I give 5e full credit for being less broken than 3e as far as class balance goes. 3e was, however, the most broken ed of D&D, by far. Even the experimental early rulesets weren't as radically class-imbalanced as 3e. 5e is probably vying with 2e for second most-broken class balance in an edition of D&D. Even so, if 5e were simply following on the heals of 3.5, that could be seen as an improvement. But it follows Essentials, which followed 4e, so the class-balance trend is sadly to the negative. 5e's saving grace is that it's very up-front about leaving the tools out for the DM to fix those issues in play.
What characters are you talking about? And what do they do that can't be accomplished by the fighter?
Really, even the most basic things: surviving in the wilderness, providing leadership, negotiating, dealing with kings.

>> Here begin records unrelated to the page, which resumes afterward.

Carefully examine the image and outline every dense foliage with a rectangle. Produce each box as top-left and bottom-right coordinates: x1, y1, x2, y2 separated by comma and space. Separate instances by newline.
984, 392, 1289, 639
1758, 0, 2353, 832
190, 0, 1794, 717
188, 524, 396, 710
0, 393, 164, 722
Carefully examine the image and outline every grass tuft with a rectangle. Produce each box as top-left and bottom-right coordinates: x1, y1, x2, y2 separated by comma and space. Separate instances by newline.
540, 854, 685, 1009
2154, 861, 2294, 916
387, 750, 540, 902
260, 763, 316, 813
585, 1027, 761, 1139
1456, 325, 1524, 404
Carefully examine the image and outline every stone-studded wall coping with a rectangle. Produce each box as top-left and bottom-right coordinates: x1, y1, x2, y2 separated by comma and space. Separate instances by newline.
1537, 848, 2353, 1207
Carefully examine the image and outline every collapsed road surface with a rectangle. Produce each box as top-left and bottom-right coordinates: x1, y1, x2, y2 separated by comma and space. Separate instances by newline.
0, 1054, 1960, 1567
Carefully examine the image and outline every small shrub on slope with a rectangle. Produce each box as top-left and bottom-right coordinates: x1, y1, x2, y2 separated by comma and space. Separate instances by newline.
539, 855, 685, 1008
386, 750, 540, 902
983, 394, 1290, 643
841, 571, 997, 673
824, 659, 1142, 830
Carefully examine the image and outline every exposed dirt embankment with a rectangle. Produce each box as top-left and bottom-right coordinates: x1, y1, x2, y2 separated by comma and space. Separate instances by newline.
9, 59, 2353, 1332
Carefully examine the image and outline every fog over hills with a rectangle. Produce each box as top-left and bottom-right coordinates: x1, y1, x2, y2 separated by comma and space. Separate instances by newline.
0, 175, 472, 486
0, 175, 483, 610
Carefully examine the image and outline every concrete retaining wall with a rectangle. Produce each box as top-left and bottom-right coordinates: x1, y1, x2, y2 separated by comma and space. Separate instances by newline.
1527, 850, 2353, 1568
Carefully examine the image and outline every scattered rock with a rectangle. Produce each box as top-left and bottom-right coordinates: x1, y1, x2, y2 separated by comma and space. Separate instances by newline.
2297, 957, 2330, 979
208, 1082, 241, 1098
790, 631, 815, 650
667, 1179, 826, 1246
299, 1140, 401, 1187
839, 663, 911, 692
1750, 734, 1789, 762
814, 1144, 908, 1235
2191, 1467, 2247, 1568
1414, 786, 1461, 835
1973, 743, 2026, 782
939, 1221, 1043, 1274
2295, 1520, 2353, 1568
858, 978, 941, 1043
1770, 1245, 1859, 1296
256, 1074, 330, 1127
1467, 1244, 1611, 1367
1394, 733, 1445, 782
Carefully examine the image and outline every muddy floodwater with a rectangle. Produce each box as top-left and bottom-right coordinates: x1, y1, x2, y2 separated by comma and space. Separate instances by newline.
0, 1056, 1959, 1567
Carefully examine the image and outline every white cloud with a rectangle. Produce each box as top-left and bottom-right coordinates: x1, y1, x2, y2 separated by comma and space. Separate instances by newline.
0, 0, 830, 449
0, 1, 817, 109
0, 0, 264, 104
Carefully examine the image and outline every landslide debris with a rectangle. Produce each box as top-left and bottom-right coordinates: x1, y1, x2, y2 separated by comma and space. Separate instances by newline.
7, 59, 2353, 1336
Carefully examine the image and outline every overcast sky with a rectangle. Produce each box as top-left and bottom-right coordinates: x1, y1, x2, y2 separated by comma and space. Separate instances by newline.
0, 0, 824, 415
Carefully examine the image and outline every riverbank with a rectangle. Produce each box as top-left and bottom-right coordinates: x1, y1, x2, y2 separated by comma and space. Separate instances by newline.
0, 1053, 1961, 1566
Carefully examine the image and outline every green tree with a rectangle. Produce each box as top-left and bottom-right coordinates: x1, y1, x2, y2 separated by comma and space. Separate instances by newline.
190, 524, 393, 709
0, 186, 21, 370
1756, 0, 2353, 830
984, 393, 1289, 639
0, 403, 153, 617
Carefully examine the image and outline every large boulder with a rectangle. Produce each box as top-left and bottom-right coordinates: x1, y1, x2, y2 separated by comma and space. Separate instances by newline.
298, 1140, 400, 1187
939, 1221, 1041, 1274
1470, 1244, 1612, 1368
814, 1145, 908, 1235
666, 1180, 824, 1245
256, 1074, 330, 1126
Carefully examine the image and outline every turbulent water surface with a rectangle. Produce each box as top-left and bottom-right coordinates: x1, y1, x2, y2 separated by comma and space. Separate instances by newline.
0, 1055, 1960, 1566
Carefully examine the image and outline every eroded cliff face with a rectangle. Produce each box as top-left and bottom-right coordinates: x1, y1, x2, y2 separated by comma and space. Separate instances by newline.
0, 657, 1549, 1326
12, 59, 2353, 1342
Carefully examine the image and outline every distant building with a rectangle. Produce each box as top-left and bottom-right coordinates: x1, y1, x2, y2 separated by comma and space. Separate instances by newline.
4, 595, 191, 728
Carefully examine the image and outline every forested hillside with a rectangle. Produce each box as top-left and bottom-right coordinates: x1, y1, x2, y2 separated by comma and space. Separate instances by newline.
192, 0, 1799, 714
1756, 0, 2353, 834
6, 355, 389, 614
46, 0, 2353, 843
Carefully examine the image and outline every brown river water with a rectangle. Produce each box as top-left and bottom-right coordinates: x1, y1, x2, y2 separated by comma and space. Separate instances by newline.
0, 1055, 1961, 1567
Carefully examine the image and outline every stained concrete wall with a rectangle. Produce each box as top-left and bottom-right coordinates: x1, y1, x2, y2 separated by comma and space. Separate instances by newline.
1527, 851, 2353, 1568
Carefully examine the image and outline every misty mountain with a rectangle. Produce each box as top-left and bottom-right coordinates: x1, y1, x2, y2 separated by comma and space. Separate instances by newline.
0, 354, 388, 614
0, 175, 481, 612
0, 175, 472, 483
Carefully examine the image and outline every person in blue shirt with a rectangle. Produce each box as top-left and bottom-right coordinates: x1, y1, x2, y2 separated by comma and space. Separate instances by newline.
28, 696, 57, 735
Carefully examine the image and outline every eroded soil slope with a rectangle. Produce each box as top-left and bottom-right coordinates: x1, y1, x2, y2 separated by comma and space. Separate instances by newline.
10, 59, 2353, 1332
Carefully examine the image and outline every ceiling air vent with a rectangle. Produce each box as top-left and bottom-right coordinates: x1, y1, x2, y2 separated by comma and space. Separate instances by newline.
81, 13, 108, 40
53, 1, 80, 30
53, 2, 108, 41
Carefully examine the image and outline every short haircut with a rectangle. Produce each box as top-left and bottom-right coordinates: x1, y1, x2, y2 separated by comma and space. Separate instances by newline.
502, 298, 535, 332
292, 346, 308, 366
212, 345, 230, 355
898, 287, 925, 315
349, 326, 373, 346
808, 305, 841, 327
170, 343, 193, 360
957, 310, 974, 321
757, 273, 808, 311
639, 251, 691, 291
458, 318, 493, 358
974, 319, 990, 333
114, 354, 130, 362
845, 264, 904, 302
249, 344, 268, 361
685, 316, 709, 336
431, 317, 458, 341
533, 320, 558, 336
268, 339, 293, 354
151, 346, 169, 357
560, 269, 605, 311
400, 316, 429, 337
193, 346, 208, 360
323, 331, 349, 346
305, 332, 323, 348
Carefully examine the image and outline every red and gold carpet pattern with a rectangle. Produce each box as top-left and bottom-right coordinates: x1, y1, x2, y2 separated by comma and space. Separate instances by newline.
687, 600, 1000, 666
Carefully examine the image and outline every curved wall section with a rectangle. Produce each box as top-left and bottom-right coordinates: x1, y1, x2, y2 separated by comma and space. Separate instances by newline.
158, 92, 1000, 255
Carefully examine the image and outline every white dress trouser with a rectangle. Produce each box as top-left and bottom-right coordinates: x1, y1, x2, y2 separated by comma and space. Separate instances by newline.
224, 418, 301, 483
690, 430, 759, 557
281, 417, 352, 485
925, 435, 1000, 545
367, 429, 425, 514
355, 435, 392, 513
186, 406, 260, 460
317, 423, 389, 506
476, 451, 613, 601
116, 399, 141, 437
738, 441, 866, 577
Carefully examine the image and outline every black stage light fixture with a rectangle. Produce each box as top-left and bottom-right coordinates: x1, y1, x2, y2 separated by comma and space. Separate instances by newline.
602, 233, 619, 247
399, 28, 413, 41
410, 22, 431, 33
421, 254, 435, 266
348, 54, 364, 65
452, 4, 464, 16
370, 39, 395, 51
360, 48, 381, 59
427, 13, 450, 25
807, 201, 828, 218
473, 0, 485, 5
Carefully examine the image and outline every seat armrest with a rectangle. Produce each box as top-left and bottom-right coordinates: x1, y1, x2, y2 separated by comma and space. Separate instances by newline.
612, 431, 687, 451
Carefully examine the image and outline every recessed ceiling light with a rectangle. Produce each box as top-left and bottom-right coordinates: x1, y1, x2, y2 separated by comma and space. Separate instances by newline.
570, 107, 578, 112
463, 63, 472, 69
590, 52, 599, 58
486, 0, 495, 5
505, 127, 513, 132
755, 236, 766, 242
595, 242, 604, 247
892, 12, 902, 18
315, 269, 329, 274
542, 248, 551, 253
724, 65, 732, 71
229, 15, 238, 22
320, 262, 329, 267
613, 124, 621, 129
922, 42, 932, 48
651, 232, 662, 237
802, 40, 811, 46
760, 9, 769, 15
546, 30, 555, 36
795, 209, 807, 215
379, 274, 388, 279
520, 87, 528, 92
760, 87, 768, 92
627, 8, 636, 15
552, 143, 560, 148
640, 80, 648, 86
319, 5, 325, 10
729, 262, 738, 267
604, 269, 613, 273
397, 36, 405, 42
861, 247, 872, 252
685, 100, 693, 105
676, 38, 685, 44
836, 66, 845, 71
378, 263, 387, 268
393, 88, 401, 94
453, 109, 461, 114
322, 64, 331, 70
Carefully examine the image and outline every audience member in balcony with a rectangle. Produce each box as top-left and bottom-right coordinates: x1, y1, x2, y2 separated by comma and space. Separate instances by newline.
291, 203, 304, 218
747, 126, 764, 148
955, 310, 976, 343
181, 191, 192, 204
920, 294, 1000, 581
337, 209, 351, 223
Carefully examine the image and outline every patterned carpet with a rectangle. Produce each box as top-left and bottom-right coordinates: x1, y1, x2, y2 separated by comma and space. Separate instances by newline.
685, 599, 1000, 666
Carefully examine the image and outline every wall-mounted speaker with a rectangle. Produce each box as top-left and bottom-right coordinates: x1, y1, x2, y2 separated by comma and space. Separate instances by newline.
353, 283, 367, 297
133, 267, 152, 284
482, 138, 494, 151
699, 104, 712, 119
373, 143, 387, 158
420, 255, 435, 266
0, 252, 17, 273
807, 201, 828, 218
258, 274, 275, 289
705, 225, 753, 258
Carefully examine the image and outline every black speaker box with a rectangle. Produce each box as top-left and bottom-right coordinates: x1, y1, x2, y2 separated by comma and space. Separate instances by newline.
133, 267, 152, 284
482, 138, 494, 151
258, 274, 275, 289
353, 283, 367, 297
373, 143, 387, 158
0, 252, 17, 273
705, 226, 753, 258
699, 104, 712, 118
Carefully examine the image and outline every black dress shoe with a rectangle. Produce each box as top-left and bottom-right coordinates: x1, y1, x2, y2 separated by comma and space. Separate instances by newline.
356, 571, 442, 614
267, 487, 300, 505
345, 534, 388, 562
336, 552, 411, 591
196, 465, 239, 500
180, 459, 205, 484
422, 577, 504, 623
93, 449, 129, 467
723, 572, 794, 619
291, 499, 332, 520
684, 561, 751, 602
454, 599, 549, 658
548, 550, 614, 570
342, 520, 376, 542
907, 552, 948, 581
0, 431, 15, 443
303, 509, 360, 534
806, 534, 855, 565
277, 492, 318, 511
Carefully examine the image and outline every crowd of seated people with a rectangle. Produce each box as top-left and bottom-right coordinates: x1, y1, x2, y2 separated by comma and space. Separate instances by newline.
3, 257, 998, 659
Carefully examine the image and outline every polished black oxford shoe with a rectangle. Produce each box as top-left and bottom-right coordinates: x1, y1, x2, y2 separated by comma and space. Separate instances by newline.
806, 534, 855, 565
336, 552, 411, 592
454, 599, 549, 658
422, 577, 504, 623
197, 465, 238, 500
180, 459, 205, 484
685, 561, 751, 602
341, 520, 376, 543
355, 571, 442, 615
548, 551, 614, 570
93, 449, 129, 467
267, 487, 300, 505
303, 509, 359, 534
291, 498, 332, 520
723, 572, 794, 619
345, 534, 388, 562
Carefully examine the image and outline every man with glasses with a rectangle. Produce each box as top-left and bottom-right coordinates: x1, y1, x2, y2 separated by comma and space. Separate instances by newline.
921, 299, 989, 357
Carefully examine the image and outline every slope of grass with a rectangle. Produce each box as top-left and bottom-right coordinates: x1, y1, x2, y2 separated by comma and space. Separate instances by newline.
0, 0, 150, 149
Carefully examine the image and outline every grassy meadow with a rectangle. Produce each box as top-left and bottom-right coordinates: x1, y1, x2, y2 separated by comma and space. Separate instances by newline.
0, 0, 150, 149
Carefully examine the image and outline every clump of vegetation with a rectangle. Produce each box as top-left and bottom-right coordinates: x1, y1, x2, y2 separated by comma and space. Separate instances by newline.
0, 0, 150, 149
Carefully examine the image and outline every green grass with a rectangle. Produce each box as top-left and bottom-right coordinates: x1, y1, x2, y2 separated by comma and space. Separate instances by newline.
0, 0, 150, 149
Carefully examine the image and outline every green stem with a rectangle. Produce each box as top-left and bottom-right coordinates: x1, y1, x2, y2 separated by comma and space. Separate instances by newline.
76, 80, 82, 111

Fighters have just been profoundly limited outside of combat in D&D. 5e Backgrounds help a bit in that they make everyone more well-rounded, but that doesn't excuse the fighter class for being so narrow.
There are other classes to mirror different types of martials. Fighters are fine in 5E. They are highly effective. They are not severely outclassed by casters.
Not /severely/? Maybe not. But all 5 of the arguably-martial sub-classes in 5e are functionally similar, in that they contribute little or nothing beyond DPR in combat. The fighter is unique in how little he contributes outside of combat. If you combined the fighter and rogue into a single class, with the DPR of the fighter, and skills and out of combat goodies of the rogue, you still wouldn't have a broken class.
They even have a few abilities that are nice in a non-combat sense like the Champions proficiency in all physical skills.[/quote] half-proficiency, anyone proficient is better than the Champion.
The Battle-master's ability to assess opponents.
5E fighter is one of the most balanced and capable I've seen in D&D.
It's one of the worst-balanced and least capable out of combat I've seen in D&D. Which isn't saying anything different than what you're saying, really, since the fighter hasn't varied wildly over the last 40 years, and the worst-balanced (the 0E, probably, maybe the 3e, though that's unfair as it's the casters who were the source of imbalance) and the best balanced (4e fighter, again, mainly because of the other classes), respectively are all we're excluding. The 5e fighter is fairly typical of the narrow strengths and broad failings of the D&D fighter: high damage, low contribution outside of that.
Not sure what more you want unless you're pushing for anime style capabilities. I would prefer that not be in the game myself.
Calling broader or more fantastic abilities 'anime' doesn't make them undesirable. The alternatives are really to bring the fighter up to the excess-of-genre level of D&D casters, or pull casters down to the shy-of-genre standard of the fighter, or strike a balance closer to genre. If you don't want "anime-style" fighters, then you should settle for sub-genre-powered casters, the kind that have only a trick or two, if any, that's combat-useful, and mostly provide exposition and the occasional plot-important ritual or item-based magical mcguffin, that would balance with that.